Of course you'd never pollute the global namespace in this fashion in production code. But it's harmless to do so in tests and there's no risk of cross-test pollution because the bard.inject cleans up after itself by laying down that afterEach.

_bard.js_ has other helpers too; it's not limited to inject.

nareshbhatia commented 9 years ago

Great explanation, @johnpapa and @wardbell. Sold on the usefulness of bardjs!

wardbell commented 9 years ago

Contemplating an extension. What do you all think?

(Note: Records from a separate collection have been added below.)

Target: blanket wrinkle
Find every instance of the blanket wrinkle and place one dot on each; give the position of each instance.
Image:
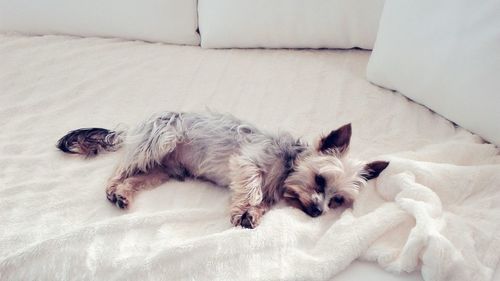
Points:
(433, 212)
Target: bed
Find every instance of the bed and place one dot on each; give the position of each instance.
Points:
(433, 214)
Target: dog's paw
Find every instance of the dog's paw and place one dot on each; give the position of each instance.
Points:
(118, 196)
(251, 218)
(236, 219)
(340, 200)
(247, 221)
(121, 201)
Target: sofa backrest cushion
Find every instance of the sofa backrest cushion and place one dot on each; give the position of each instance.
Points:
(445, 55)
(168, 21)
(289, 23)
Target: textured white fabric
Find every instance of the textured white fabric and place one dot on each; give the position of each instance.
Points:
(446, 55)
(289, 23)
(56, 223)
(167, 21)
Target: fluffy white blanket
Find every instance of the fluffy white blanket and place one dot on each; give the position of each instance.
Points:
(435, 208)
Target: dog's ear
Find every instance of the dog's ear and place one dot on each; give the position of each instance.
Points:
(373, 169)
(337, 140)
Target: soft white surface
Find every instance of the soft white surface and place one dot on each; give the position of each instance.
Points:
(289, 23)
(446, 55)
(56, 222)
(168, 21)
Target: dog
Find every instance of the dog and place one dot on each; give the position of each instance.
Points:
(259, 168)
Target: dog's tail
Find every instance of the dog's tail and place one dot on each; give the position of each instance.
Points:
(91, 141)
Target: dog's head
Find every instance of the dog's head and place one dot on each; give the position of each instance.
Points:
(324, 177)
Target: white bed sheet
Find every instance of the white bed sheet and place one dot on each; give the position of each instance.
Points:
(56, 221)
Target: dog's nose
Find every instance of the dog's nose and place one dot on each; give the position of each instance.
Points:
(314, 210)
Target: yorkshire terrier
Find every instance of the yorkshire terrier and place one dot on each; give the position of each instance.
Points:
(258, 167)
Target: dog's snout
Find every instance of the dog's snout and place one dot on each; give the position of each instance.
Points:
(314, 210)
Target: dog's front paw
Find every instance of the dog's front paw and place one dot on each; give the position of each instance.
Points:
(248, 220)
(118, 196)
(236, 219)
(340, 200)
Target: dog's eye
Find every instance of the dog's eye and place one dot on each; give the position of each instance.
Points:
(320, 183)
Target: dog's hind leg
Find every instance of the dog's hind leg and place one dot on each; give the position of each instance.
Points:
(122, 191)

I've long been bothered by the ceremony in

beforeEach(function (){ bard.inject(...); });

What if you had this sugar:

beforeEachInject(...);

Or

beforeEach.inject(...);
johnpapa commented 9 years ago

I like befor each separate. I may want other stuff in there.

John Papa

On Jan 20, 2015, at 12:01 PM, Ward Bell notifications@github.com wrote:

Contemplating an extension. What do you all think?

I've long been bothered by the ceremony in

beforeEach(function (){ bard.inject(...); }); What if you had this sugar:

beforeEachInject(...); Or

beforeEach.inject(...); — Reply to this email directly or view it on GitHub.

wardbell commented 9 years ago

Let me clarify.

First, I'm proposing a sugar extension; you can still write it as you do today ... as we did way up above.

Second, both syntaxes support doing stuff in the body

When you pass a function to bardjs#inject, as in bard.inject(fn) the fn is executed in the same way that it would be if you passed it to ngMocks.inject. I don't think you lose anything. You gain less noise.

Is that gain worth adding an extension? That's my question.

johnpapa commented 9 years ago

meh

John Papa | @john_papa | JohnPapa.net, LLC

On Tue, Jan 20, 2015 at 12:29 PM, Ward Bell notifications@github.com wrote:

Let me clarify.

First, I'm proposing a sugar extension; you can still write it as you do today ... as we did way up above.

Second, both syntaxes support doing stuff in the body

When you pass a function to bardjs#inject, as in bard.inject(fn) the fn is executed in the same way that it would be if you passed it to ngMocks.inject. I don't think you lose anything. You gain less noise.

Is that gain worth adding an extension? That's my question.